Doa bersama lintas agama merupakan salah satu rangkaian Bulan Bakti Hari Bhayangkara ke-80 yang dilaksanakan serentak oleh jajaran Polda Sumatera Utara. Selain menjadi bentuk rasa syukur atas pengabdian Polri selama delapan dekade, kegiatan ini juga mempertegas komitmen Polri dalam menjaga persatuan bangsa melalui penguatan nilai-nilai toleransi, moderasi beragama, dan kebersamaan di tengah masyarakat yang majemuk.
Kebersamaan para tokoh lintas agama dalam satu forum doa menjadi simbol kuat bahwa keamanan dan kedamaian merupakan tanggung jawab bersama seluruh elemen bangsa. Perbedaan keyakinan tidak menjadi penghalang untuk bersatu dalam semangat persaudaraan, saling menghormati, serta membangun kehidupan masyarakat yang harmonis, aman, dan kondusif.
AKBP Ferry mengatakan, Hari Bhayangkara tidak hanya dimaknai sebagai momentum institusional Polri, tetapi juga menjadi kesempatan memperkuat hubungan emosional dengan seluruh lapisan masyarakat.
“Melalui doa bersama lintas agama ini kami memohon keberkahan, keselamatan, dan petunjuk Tuhan Yang Maha Esa agar Polri senantiasa mampu menjalankan amanah sebagai pelindung, pengayom, dan pelayan masyarakat. Semangat kebersamaan ini menjadi kekuatan utama dalam menjaga persatuan serta menciptakan situasi kamtibmas yang aman dan kondusif di Kabupaten Nias Selatan,” ujar AKBP Ferry, Senin (29/6/26).

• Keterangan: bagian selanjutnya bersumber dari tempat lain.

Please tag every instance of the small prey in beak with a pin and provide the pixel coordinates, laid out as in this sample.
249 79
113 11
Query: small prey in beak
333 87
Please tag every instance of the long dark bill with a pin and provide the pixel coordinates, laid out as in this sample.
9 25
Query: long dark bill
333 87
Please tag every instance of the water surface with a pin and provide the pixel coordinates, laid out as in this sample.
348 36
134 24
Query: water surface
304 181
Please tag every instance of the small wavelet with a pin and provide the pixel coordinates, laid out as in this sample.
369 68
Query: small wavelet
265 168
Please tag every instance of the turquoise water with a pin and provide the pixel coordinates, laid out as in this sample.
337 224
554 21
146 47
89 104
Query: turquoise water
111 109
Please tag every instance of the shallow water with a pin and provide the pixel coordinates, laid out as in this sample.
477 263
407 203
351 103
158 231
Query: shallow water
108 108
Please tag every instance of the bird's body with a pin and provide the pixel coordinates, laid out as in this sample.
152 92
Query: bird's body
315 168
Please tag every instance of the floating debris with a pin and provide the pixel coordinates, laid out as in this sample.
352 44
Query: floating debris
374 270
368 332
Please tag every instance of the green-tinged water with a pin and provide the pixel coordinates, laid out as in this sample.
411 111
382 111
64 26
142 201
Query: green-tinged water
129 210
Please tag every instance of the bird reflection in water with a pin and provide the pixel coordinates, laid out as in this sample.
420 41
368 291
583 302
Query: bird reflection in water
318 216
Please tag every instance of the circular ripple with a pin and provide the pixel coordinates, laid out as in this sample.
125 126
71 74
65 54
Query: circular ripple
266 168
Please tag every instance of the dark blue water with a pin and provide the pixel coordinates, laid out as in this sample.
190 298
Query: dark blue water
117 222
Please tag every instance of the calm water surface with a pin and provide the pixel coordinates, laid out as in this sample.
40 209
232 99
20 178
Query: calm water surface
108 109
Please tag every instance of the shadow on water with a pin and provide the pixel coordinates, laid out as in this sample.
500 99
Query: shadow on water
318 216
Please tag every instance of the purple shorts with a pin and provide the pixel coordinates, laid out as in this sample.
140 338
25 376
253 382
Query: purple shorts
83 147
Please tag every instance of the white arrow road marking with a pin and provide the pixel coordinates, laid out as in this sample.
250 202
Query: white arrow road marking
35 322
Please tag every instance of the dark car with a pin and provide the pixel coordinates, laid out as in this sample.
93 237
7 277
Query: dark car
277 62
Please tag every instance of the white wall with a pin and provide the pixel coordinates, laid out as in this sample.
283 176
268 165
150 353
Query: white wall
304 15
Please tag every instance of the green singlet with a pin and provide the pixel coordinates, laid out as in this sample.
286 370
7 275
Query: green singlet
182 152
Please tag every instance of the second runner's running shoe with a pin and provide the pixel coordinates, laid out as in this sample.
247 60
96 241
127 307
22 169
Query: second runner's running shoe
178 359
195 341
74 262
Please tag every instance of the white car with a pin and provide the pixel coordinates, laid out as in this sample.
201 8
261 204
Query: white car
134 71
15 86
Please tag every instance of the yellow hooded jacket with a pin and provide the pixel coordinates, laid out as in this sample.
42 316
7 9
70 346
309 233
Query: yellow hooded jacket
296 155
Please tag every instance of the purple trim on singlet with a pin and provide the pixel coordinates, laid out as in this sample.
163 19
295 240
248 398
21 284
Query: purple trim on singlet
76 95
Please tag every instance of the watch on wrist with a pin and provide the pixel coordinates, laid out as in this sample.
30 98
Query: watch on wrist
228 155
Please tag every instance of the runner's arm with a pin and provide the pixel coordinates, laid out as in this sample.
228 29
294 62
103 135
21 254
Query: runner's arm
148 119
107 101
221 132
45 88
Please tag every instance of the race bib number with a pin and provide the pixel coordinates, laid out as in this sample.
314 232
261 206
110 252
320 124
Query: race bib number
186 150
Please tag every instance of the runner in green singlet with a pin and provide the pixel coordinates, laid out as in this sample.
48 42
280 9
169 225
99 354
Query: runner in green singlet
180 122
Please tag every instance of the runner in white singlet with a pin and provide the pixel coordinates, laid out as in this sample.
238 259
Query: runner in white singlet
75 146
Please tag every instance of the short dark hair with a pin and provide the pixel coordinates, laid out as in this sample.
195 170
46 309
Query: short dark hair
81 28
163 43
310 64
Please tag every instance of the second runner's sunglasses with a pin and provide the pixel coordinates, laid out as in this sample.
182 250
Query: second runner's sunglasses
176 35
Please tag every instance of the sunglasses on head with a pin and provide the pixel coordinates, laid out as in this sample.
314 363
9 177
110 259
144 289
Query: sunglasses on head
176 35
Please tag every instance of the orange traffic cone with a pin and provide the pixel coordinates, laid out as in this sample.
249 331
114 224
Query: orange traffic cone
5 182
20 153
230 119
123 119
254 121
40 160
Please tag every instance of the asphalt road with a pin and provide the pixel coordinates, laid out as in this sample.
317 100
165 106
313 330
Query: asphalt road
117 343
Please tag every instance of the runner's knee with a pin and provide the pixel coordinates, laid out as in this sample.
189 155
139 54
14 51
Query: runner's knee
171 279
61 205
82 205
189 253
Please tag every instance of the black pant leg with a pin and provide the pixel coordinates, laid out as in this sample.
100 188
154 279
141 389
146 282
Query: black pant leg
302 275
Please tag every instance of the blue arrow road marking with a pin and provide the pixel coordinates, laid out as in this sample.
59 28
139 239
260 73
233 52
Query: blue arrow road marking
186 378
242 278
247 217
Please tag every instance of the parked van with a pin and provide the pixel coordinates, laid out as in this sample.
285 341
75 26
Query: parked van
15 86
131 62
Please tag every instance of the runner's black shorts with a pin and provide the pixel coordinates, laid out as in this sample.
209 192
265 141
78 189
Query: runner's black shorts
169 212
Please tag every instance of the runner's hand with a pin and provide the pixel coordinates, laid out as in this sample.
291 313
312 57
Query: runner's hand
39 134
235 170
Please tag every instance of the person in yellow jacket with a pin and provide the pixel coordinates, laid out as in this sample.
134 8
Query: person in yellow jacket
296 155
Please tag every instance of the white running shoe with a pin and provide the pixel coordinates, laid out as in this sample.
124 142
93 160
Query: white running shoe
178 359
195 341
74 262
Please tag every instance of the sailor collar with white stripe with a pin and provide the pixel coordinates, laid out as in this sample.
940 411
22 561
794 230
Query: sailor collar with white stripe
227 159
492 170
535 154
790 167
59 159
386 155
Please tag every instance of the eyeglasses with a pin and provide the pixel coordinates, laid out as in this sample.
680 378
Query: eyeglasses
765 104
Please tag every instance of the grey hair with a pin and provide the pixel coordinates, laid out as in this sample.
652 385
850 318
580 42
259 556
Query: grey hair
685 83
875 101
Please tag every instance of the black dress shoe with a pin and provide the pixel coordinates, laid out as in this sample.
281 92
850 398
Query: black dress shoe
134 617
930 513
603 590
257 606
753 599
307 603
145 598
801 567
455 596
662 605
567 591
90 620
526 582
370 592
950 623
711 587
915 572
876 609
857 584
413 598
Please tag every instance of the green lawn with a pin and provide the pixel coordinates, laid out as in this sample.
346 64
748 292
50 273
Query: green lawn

Melalui kegiatan ini, Polda Sumatera Utara berharap semangat toleransi, persaudaraan, dan kebersamaan terus tumbuh di tengah masyarakat sebagai fondasi utama terciptanya stabilitas keamanan yang kondusif. Sinergi antara Polri, tokoh agama, pemerintah daerah, dan seluruh komponen masyarakat akan terus diperkuat untuk mewujudkan Sumatera Utara yang aman, damai, harmonis, dan sejahtera.
“Doa bersama lintas agama mencerminkan wajah Polri yang hadir untuk seluruh masyarakat tanpa membedakan suku, agama, ras, maupun golongan. Momentum Hari Bhayangkara ke-80 ini menjadi pengingat bahwa kekuatan Polri tidak hanya terletak pada profesionalisme dalam bertugas, tetapi juga pada kedekatan, kepedulian, serta kebersamaan dengan seluruh elemen masyarakat. Semangat persatuan inilah yang menjadi modal utama dalam menjaga keamanan dan membangun kepercayaan publik,” ungkap AKBP Ferry Mulyana Sunarya, S.I.K., M.H.